A
Personal Account
Margaret
Moser Goes Punk
a Randy's Rodeo exclusive by Randall Anthony
Sid at Randy's Rodeo
In the mid-70's, Margaret Moser was a dyed-in-the-wool blues-freak and nascent hippie
stringing stories for the Austin Sun, a precursor of the Austin
Chronicle (which she helped found and for which she still writes). Her appreciation
for music was typically Texan - eclectic and synergistic in the tradition of Doug Sahm.
Country music, Tex-Mex, and psychedelic rock commingled with the vibrant blues scene
of which Moser and her groupie troupe, the Austin Blondes, were denizens.
Being consummate rock 'n' roll chicks, though, Moser and the Blondes were more than
aware of the Sex Pistols and punk rock. The Texas punk scene was just emerging, though,
so when Moser and her then-husband, photographer Ken Hoge, made the trek down to San
Antonio to catch the Sex Pistols, it was more curiosity than punk fervor that motivated
them.
What Moser witnessed, however, made her a true believer. Recalls Moser in the Austin
Chronicle, "Randy's Rodeo was a real cowboy joint with real cowboys hanging
around. I was pretty close to Sid when he started swinging his bass, but the thing
is, I remember less of the music than the atmosphere, which was almost electrically
charged." Towards the end of the show, Moser remembers that the locals and regulars
starting to wander in and looking "pretty shocked" at the carnage - musical
and otherwise.
Sid With Friends In Texas
With
her love of blues and outlaw country, Moser wasn't overly impressed with the Pistol's
rudimentary punk music, per se. Instead, she was overwhelmed by the attitude, the approach,
the gestalt of the band. "Emotionally," she said, "I was thrilled." Her
mind opened up to new possibilities in art and music, and soon after, she began to
listen to a much broader range of music. Moser left Randy's Rodeo that night knowing
she had witnessed something very important, but it took her years to process exactly
what had happened and how it had changed her.
According
to Moser, the Sex Pistol's gig in San Antonio had a big impact back in Austin. The
show was a defining, galvanizing moment for Austin's counterculture (though ironically,
Moser believes that the gig was scheduled in San Antonio in part to insult Austin's
in-crowd, with their hipper-than-thou attitude). Musically, of course, it helped inspire
Austin's punk scene - one of the earliest and best outside of New York City. But beyond
the obvious, the common experience of Austin's attendees fostered many new connections.

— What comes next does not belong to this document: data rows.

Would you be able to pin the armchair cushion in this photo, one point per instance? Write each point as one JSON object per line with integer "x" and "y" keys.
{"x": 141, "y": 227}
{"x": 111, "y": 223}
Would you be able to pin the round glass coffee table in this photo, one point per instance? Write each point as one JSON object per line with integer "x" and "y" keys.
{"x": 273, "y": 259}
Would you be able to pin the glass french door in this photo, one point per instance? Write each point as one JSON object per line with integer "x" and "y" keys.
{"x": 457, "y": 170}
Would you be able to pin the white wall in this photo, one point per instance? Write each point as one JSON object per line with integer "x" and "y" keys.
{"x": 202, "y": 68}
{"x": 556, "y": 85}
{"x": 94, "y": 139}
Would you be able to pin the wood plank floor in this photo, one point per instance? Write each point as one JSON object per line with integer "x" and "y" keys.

It was an energizing, polarizing event. Virtually everyone who worked at the Austin
Chronicle in its early days witnessed the show, and the Chronicle's staff influenced
much of what the city became artistically and politically in the 80's and 90's.

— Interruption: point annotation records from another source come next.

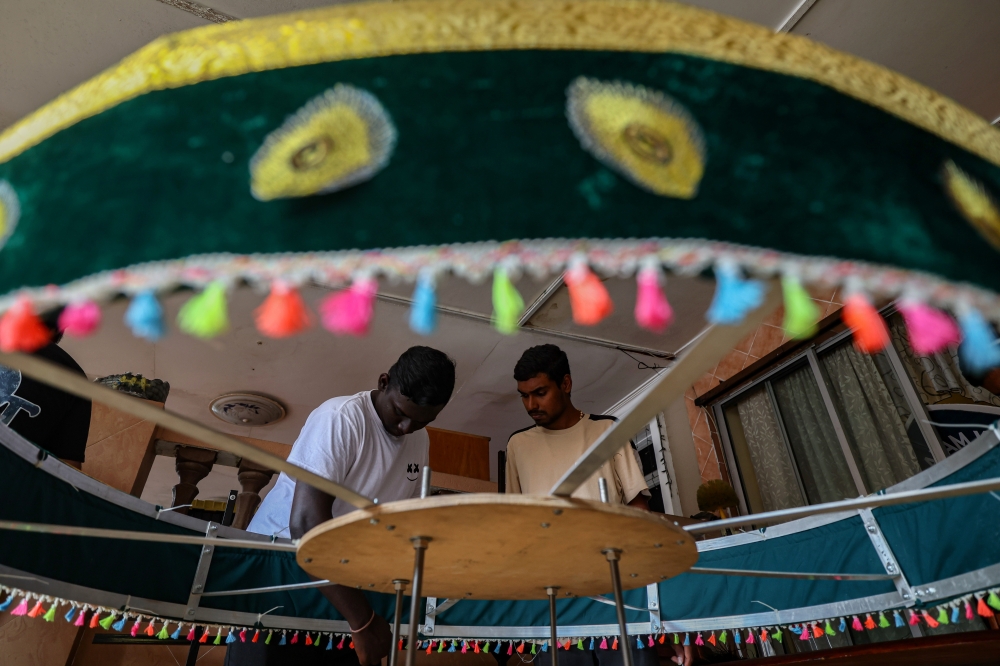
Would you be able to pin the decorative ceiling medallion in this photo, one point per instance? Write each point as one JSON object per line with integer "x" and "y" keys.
{"x": 10, "y": 211}
{"x": 973, "y": 202}
{"x": 645, "y": 135}
{"x": 338, "y": 139}
{"x": 247, "y": 409}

When she awoke in Austin on January 8, 1978, Margaret Moser was already living outside the mundane, complacent world so many of us inhabit. Still, she was hardly one of the punk faithful. That afternoon as she drove the 90-minute stretch of Interstate 35 that leads to San Antonio, she was simply expecting to witness the latest music biz hype. But like many so people who witnessed the Sex Pistols at Randy's Rodeo, she returned to Austin transfixed and transformed, eager to make her mark on an unsuspecting world.